Let’s take a look at the rise of phishing attacks, how companies can guard against such attacks, and the role of a SaaS backup solution in effective cybersecurity strategy.

The Rise of Phishing

According to a recent report, 75% of organizations around the world experienced some kind of phishing attack in 2020. More importantly, 74% of organizations in the United States experienced a successful phishing attack last year.

In many cases, the COVID-19 pandemic has exacerbated email security challenges. One survey found that since the start of the pandemic, employees are clicking on three times as many malicious emails as they had before. The report indicates that email threats rose by 64% in 2020 and 70% of the companies interviewed expect their business to be harmed by an email-borne attack.

Many are concerned with the growing sophistication and frequency of phishing attacks. In the recent survey, 60% cited increasing sophistication as a major email security challenge and 52% cited the growing volume of attacks.

Guarding against attacks

In a phishing attack, cyber criminals send emails containing malicious attachments in hopes of infiltrating a company’s network. When the attachment is opened by the email user, the attachment delivers ransomware capable of compromising not only that user’s computer, but a company’s entire computer system.

Despite the risk, in a recent survey, 43% of participants globally said that employee naiveté about cybersecurity is one of their greatest vulnerabilities. Additionally, 13% of companies still don’t have an email security system; and 88% of Microsoft 365 users think their companies need additional email security.

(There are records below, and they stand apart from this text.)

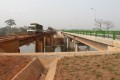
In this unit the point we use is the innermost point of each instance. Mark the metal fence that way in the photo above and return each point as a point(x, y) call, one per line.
point(105, 34)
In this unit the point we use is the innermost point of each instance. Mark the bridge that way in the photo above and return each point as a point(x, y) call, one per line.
point(11, 44)
point(91, 39)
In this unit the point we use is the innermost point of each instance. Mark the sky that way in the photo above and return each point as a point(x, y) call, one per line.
point(60, 14)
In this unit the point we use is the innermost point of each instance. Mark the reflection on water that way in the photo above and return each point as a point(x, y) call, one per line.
point(28, 48)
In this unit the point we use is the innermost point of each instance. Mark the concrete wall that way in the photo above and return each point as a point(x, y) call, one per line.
point(10, 46)
point(32, 71)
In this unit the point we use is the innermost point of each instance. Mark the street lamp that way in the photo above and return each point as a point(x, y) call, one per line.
point(95, 13)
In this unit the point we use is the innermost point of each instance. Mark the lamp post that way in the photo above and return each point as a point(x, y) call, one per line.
point(95, 13)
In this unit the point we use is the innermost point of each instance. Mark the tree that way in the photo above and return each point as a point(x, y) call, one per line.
point(108, 24)
point(99, 23)
point(10, 22)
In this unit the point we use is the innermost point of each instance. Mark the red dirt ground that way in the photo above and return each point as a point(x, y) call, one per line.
point(97, 67)
point(10, 65)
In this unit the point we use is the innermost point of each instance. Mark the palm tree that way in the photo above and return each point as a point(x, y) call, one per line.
point(10, 22)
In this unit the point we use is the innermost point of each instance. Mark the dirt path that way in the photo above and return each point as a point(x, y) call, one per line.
point(97, 67)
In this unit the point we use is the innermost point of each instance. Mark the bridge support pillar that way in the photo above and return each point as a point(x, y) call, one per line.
point(76, 47)
point(88, 48)
point(39, 45)
point(68, 43)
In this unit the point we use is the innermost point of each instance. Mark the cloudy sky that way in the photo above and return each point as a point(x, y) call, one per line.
point(65, 14)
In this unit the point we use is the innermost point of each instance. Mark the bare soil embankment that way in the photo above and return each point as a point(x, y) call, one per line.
point(10, 66)
point(94, 67)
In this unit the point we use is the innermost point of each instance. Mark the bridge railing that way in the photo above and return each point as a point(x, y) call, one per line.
point(105, 34)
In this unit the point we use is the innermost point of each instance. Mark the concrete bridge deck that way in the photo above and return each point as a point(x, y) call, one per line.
point(101, 44)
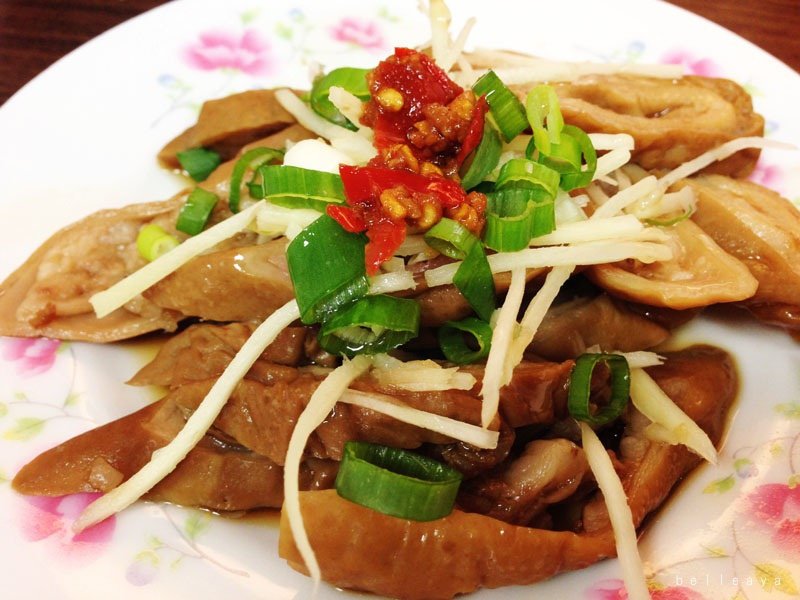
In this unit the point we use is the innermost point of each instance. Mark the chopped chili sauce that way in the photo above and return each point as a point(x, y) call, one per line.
point(425, 127)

In order to prevent users from clicking on links in malicious emails, companies should turn to cybersecurity training. The first line of defense is to train staff to recognize phishing emails and reduce the likelihood for human error. In one report looking at successful phishing attempts 43% of employees said the email looked legitimate and 41% said the phishing email appeared to come from a senior executive or a well-known brand.

In order to further prevent successful attacks, companies should also employ cybersecurity measures that prevent malicious emails from making their way to employee inboxes in the first place. This should include deploying a SPAM filter that detects viruses, blank senders, and other red flags for malicious emails.